柄本佑、道長が「この世をば」を詠むシーンは「雑念との戦い」
詠み方に関しては、ドラマの芸能考証を担当する友吉鶴心の指導を受けたというが、柄本は「あの……難しいですね」と苦戦した様子。「第36回で道長が妻の倫子(黒木華)の前でまひろに返歌を贈るシーンでも友吉先生に来ていただいてかなり練習をして、詠み方も教えていただいたのですが、望月の歌のときも来ていただきました。僕、ミュージカルで歌わせていただいた経験もあるんですけど、雑念がね……。良く歌いたいとかいう雑念が邪魔をする。それを友吉先生にお伝えしたら、先生もそれが一番難しいということをおっしゃっていました。まひろへの返歌もそうだったのですが、フラットに読むと逆に何か意図してしまうことがあったりするので、友吉先生の詠み方を真似て、しかるべきやり方でやっていたような気がします。あとは“ここまでは一気に詠んで、ここは止めない方がいいよ”といった具体的な指示を受けながらといった感じです」
道長が歌を詠んだのち、道長の周りに銀粉が舞うカットが映し出され、道長がまひろに視線を送る。このとき、道長はどのような思いだったのか……?
「正直、僕もよくわかってないです。ただ、あの日は宴のシーンとあって大人数だったこともあり、かなり撮影が押したんですよね。そのためわーって感じでやっていました。
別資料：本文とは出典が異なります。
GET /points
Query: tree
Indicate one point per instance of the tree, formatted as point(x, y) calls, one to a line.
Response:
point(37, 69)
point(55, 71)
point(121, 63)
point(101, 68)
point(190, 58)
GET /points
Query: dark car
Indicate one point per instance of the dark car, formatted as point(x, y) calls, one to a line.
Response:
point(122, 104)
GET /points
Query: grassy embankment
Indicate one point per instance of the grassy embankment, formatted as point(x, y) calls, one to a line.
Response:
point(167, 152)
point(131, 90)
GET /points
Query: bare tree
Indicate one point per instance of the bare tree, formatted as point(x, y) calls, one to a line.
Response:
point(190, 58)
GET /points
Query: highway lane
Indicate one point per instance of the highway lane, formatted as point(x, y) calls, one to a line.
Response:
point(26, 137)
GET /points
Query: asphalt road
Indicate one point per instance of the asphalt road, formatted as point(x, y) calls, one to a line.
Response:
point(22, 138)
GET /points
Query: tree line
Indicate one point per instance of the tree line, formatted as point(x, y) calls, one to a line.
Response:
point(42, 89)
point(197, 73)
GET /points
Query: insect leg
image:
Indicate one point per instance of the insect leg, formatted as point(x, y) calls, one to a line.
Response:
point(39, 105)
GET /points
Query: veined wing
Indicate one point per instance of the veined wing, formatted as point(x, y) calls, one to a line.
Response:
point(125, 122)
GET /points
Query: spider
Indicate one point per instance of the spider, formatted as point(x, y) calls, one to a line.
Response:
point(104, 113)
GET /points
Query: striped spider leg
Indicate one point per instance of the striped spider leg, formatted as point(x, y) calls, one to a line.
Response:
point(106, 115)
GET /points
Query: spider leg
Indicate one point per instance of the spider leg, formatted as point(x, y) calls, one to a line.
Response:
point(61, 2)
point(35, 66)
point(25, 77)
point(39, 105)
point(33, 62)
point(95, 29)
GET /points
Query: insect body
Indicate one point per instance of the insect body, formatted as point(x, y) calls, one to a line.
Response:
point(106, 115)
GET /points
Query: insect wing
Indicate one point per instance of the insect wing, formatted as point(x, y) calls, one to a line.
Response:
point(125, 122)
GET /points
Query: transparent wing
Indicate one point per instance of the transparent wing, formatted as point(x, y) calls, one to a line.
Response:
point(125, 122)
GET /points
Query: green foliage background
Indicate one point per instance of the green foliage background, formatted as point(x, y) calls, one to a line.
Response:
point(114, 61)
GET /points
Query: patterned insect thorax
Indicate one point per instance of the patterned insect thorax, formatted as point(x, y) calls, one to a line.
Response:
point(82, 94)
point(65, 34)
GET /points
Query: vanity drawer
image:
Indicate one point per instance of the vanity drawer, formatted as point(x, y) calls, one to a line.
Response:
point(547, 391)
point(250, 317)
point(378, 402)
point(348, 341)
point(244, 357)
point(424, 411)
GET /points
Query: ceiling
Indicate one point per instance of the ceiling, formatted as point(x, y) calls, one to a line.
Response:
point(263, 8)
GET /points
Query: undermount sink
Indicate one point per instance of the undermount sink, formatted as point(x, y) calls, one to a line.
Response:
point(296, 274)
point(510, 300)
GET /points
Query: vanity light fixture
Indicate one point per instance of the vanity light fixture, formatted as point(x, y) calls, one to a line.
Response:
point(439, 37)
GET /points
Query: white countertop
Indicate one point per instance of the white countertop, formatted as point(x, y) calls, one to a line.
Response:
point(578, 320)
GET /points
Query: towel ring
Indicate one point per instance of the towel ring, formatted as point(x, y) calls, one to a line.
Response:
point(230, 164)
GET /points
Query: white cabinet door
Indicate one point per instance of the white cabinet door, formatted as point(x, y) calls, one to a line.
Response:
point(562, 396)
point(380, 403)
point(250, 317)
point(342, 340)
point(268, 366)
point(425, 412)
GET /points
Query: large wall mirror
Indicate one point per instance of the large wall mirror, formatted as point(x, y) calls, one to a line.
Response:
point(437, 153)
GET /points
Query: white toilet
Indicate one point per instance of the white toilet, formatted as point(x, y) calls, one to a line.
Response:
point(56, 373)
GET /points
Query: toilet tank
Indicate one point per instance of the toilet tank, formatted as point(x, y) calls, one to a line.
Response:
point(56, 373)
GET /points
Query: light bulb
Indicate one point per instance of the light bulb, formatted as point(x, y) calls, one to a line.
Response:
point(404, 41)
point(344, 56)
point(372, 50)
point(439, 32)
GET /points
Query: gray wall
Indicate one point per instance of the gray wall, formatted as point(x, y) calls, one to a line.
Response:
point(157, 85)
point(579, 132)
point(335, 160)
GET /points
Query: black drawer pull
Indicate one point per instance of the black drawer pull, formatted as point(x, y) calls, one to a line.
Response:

銀粉が降っていたのだけは覚えているんですけど。銀粉といえば黛さんなので。これは僕の発見というか解釈なんですけど、たびたび台本のト書きに書かれているまひろへの“万感の思い”という描写しかり、そういうときの道長は自信に溢れているというよりまひろに“ここから救い出してくれ”みたいな意味合いなんじゃないかという気がします。まひろに対しては強がりもせず、素の三郎(道長の幼名)であるっていうことが、多分今作においてはすごく大事だなと思っていたので。だから、僕としてはそんな意味合いでやっていたような気がします」
そうして最高権力者となる道長だが、柄本は「道長は、ある時点から本当に嫌だったんだろうなって思うんですよ。結局僕はそこに落ち着いたかな」と想像を巡らせる。